E se calhar não prestam. Ainda assim recordo há uns anos, quando por aí surgiu, ouvir gente afirmar que jamais votaria no BE; mas que era útil que ganhasse espaço na política portuguesa, pois serviria como espécie de consciência, de grilinho falante. Uma entidade muito perigosa se chegasse ao poder, mas de resto útil, se contida, para revelar na praça pública os deslizes, fraquezas, tentações e injustiças de um regime natural e fatalmente dado a vícios veniais e nepotistas. Do PC diziam o mesmo, reconhecendo-lhe alguns, sobre isso, ainda a "gravitas" de um passado sempre credor de respeito. O horror associado ao passado - e ainda presente - de onde provinham essas organizações, nunca por elas explicitamente rejeitado e recorrentemente invocado com orgulho (vejam-se por exemplo as coreografias e adereços usuais no solene evento litúrgico de cada Setembro), o desprezo professado por alguns seus líderes, e já no tempo das nossas vidas, da nossa democracia, pela democracia de tipo ocidental não parecia causar a essas pessoas o menor arrepio.

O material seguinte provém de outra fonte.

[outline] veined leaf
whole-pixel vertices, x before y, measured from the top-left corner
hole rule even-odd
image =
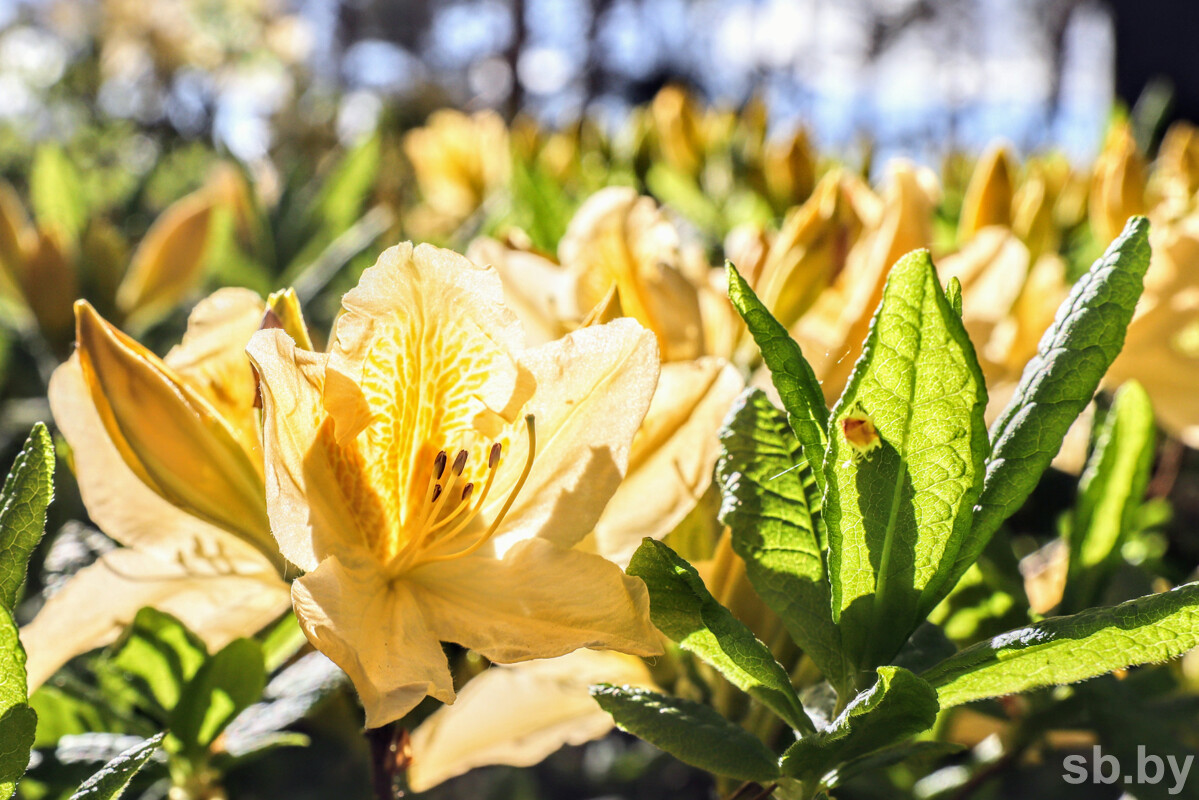
[[[849,669],[833,624],[816,470],[786,415],[758,389],[737,400],[720,441],[720,521],[732,531],[733,550],[795,643],[844,687]]]
[[[953,313],[959,317],[962,316],[962,282],[953,277],[949,279],[949,283],[945,284],[945,299],[949,301],[949,307],[953,309]]]
[[[1199,583],[1111,608],[1051,617],[968,647],[921,677],[942,708],[1074,683],[1199,645]]]
[[[29,707],[25,650],[8,609],[0,608],[0,800],[8,800],[29,766],[37,714]]]
[[[204,662],[171,713],[171,733],[190,750],[203,751],[233,718],[262,695],[262,646],[235,639]]]
[[[109,761],[103,769],[84,781],[79,790],[71,795],[71,800],[116,800],[129,787],[133,776],[154,755],[164,735],[160,733],[146,739]]]
[[[880,667],[874,686],[853,699],[827,730],[783,754],[784,775],[820,778],[851,759],[926,731],[937,720],[937,693],[902,667]]]
[[[762,351],[762,360],[770,368],[770,379],[778,389],[779,399],[787,410],[791,430],[815,463],[823,457],[828,445],[828,408],[824,393],[812,365],[803,357],[799,344],[787,333],[782,323],[771,315],[754,290],[737,272],[733,263],[725,263],[729,279],[729,300],[745,320],[754,342]],[[816,485],[824,491],[824,473],[813,472]]]
[[[694,567],[665,544],[646,539],[625,571],[645,581],[650,620],[658,630],[711,664],[792,728],[815,730],[791,688],[790,676],[770,648],[716,602]]]
[[[928,251],[909,253],[833,410],[824,462],[833,617],[863,671],[889,661],[943,594],[981,488],[986,405]]]
[[[29,555],[46,531],[46,507],[54,497],[54,443],[38,423],[25,441],[0,490],[0,605],[17,604]]]
[[[602,683],[591,696],[616,726],[685,764],[742,781],[778,777],[778,759],[749,731],[709,706],[678,697]]]
[[[1078,279],[1007,408],[991,427],[991,457],[970,536],[946,590],[978,560],[991,535],[1028,498],[1062,438],[1124,346],[1149,268],[1149,221],[1133,217]]]
[[[1149,484],[1156,433],[1149,395],[1136,381],[1125,383],[1103,420],[1079,483],[1064,611],[1092,605],[1100,582],[1119,558]]]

A estes então, nada a dizer. Ou o que haja a dizer sê-lo-á sempre no pressuposto de uma sua legitimidade, bondade, imprescindibilidade democrática inatacáveis. Deles se discordando, defender-se-á sempre o seu direito a existir e difundir as suas ideias. É a democracia, afirmam. Mas que surja uma voz recíproca, do lado alegadamente oposto do tal centrão (alegadamente e carecendo de fundamento: não parece que nela se advogue ou conviva tranquila, sonora e orgulhosamente com passados de regimes totalitários e de extermínio revolucionário de massas), provoca de imediato um sonoríssimo toque a rebate, um rasgar de vestes incontido, enérgicos protestos que vão desde o anúncio de uma invasão de bárbaros ao recurso ao ridículo de baixo coturno. É, a priori e sem mais, nazismo e fascismo. É extrema-direita e só a esquerda o pode ser e propagá-lo com orgulho e tranquila na protecção estatal.
Por que se chegou aqui, onde falhou a política - falharam os políticos - dita tradicional, ela e os seus valores, de tão variável aplicação tantas vezes, e que muito democraticamente pretendem direito de exclusividade (cedendo convenientemente à esquerda, claro) nas boas consciências, entrando em histeria quando alguém ousa questionar o estado de coisas, e que tradicionalmente nos tem pastoreado como se sabe? Como recuperar a confiança nessa polílitica tradicional, nos herdeiros de infelizmente irrepetíveis (está desgraçadamente visto) estadistas da reconstrução do pós-guerra? Isso parece questão menor, uma ociosidade sem interesse.
Importante é travar esta gente, este incómodo, que não alinha nas "causas" do momento. Depois queixem-se.